No One Can Teach You To Fly

Why does someone seem lovely to us?  What makes them lovely in our eyes?  To some extent it is because of characteristics that they manifest, to some extent it is their physical beauty, but to what extent do they seem lovely to us simply because we love them?  How is it that being enamored of them transforms all of their characteristics into “enchanting”?  And after having had major bad experiences with them, how is it that they become so unlovely to us that we can’t stand either the sight of them or to hear their voice?  And why, even when we have tried and tried to find nourishment in the relationship, but with our heart still starving, is the thought of leaving them so terrifying?  Why do we begin to tell lies to ourselves so that we can remain in an unhappy but comfortable place?  How can the possibility of a life without them seem like both a relief as well as a terror?

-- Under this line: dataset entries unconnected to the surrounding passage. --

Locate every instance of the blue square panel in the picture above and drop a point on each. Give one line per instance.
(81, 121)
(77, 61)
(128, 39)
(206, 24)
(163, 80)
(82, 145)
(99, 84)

The Unknown.  On the one hand the idea of the unknown kind of excites us with all of its possibilities, all of which we postulate as being wonderful; and yet, when we get serious about embracing the unknown… its possibilities begin to terrify us into immobility.

Consider the young albatross chick.  He has only known land and that food comes TO him via his parents.  And then one day the parents fly away!  The chick’s hunger grows and grows.  Inexplicably… to him… he feels the desire to stretch his gigantic wings and when he does he feels the wind underneath them and he almost feels like he could fly.  He can see the waters beyond, from which his parents always returned with food.  As his hunger grows the call of the possible food in the sea grows louder and more urgent.  He stands at the edge of the cliff and extends his wings, feels the wind fill them with the possibility of flight. His dilemma is that he has never flown yet and therefore is not certain that he can!  As each day without food passes he is held captive to the land and tugged towards the sea.  Each day he stands at the edge of the cliff and confronts the terrifying emptiness of not knowing if he can fly.  At the edge of the cliff one day, driven desperate by his hunger, he spreads his wings, feels the wind fill them, lifting him; he steps off, and discovers that he is flying!

No one can teach us how to fly.  Until the moment when we do it we will be terrified, but it is one of those things that we have to learn by the doing of it.                      A relationship can sometimes reach the edge of the cliff; at such a moment the issue becomes: stay and starve, or fly and feed.